We’re out shopping. It’s a normal store. Normal enough. Clothes on racks. Hats on display. Maybe a kimono or two draped on a mannequin, but other than the signs posted in Japanese, the store could almost be mistaken for one located behind a massive parking lot on the edge of pretty much every American suburb.
But then something weird happens. Turn a corner and an entire section is pulsating with tinny, high-pitched music and cheerful carnival-like bells and whistles. There are rows and rows of machines creating a cacophony of sound, beckoning shoppers (gamblers? kids? teens?) to play. It’s not just an arcade of video games. Some of the machines have screens revealing complicated cartoon videos of action heroes engaging in battle or saucer-eyed, pink- and blue-haired girls in short skirts dancing robotically to pop songs. There are also mechanical games, the ones with the big claw you can almost never make grab the stuffed animals lined up inside the clear box or the marbles which have to follow complicated arcs and turns to finally find rest. Slot machines beckon, with tiny stools in front. If someone is seated there, he’s usually a slight, elderly, Japanese man, engrossed in his game.
There are Taiko drum machines, with two matching drums waiting for players to beat in competition with one another. There are child-sized police cars or motor bikes or bullet trains that wriggle and shake if you give them money. There are legions of smiling cats, dogs and woodland creatures peering out from behind the glass fronts of almost every machine. They seem to say, “We are Japanese and we are not afraid of light and noise and color.”
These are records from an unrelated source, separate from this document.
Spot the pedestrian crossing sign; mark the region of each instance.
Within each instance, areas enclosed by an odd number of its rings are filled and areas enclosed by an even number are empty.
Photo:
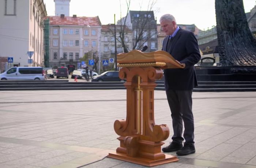
[[[109,66],[109,60],[103,60],[103,66]]]
[[[13,62],[13,58],[8,57],[8,62]]]

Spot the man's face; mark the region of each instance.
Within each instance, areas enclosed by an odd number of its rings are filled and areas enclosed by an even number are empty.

Neither are American children. In fact, they embrace light and noise and color. Every time we’ve encountered one of these play areas, Liam has yanked hard on my arm, dragging me in to these modern mazes. The first one we found was two weeks ago on the top floor of the Seiyu, the Japanese Wal-Mart that occupies a block of downtown Fussa. We emerged from an escalator to find ourselves facing one of these play areas. Jet-lagged and still a little shell-shocked, I dug out a 100 yen coin and let him take a spin on a strawberry- and teddy bear-themed mini merry-go-round. It’s the last money I’ve had to spend. He’s too little to realize he’s not really playing any of the games. They gurgle and shout and wink at him regardless of tokens or cash; he’s just as happy to hit their red and blue buttons with no obvious response.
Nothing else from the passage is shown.